5

In a Python code that iterates over a sequence of 30 problems involving memory- and CPU-intense numerical computations, I observe that the memory consumption of the Python process grows by ~800MB with the beginning of each of the 30 iterations and finally raises an MemoryError in the 8th iteration (where the system's memory is in fact exhausted). However, if I import gc and let gc.collect() run after each iteration, then the memory consumption remains constant at ~2.5GB and the Python code terminates nicely after solving all 30 problems. The code only uses the data of 2 consecutive problems and there are no reference cycles (otherwise the manual garbage collection would also not be able to keep the memory consumption down).

The question

This behavior raises the question if Python tries to run the garbage collector before it raises an MemoryError. In my opinion, this would be a perfectly sane thing to do but perhaps there are reasons against this?

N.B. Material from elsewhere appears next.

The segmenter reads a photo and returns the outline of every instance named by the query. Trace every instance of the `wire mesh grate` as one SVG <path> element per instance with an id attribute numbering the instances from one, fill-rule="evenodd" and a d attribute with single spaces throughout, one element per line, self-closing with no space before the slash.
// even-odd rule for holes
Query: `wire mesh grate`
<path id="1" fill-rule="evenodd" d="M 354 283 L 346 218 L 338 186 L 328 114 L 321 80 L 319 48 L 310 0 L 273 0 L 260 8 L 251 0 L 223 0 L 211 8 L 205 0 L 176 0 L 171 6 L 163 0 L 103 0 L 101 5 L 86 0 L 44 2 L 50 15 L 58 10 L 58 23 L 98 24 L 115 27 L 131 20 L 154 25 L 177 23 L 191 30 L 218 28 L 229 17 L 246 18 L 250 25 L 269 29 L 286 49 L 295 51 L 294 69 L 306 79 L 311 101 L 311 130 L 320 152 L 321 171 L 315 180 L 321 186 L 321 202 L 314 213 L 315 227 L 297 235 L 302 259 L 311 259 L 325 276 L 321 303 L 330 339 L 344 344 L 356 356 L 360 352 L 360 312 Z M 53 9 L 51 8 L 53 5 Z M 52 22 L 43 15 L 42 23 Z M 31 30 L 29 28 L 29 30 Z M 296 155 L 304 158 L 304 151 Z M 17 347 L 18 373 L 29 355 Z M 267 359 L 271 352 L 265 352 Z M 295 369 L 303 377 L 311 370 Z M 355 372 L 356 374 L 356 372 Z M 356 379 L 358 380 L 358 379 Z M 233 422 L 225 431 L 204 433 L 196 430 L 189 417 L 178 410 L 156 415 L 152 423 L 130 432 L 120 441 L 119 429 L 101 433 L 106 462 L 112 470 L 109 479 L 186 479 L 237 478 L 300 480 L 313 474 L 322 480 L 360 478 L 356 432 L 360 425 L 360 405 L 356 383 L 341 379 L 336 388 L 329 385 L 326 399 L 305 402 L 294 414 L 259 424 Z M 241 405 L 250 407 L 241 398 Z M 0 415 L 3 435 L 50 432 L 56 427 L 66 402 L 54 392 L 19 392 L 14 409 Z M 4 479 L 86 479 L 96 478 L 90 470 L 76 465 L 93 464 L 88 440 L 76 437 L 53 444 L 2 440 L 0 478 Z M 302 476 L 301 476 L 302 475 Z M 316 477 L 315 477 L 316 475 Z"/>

A similar observation to the above was made here: https://stackoverflow.com/a/4319539/1219479

Community
  • 1
  • 1
andrenarchy
  • 448
  • 3
  • 12
  • possible duplicate of [Details how python garbage collection works](http://stackoverflow.com/questions/4484167/details-how-python-garbage-collection-works) – aruisdante Mar 16 '14 at 17:49
  • The mentioned question and its answer cover garbage collection in general. Here, the question is very specific: is the garbage collector called before a `MemoryError` is raised? – andrenarchy Mar 16 '14 at 17:59

1 Answers1

4

Actually, there are reference cycles, and it's the only reason why the manual gc.collect() calls are able to reclaim memory at all.

In Python (I'm assuming CPython here), the garbage collector's sole purpose is to break reference cycles. When none are present, objects are destroyed and their memory reclaimed at the exact moment the last reference to them is lost.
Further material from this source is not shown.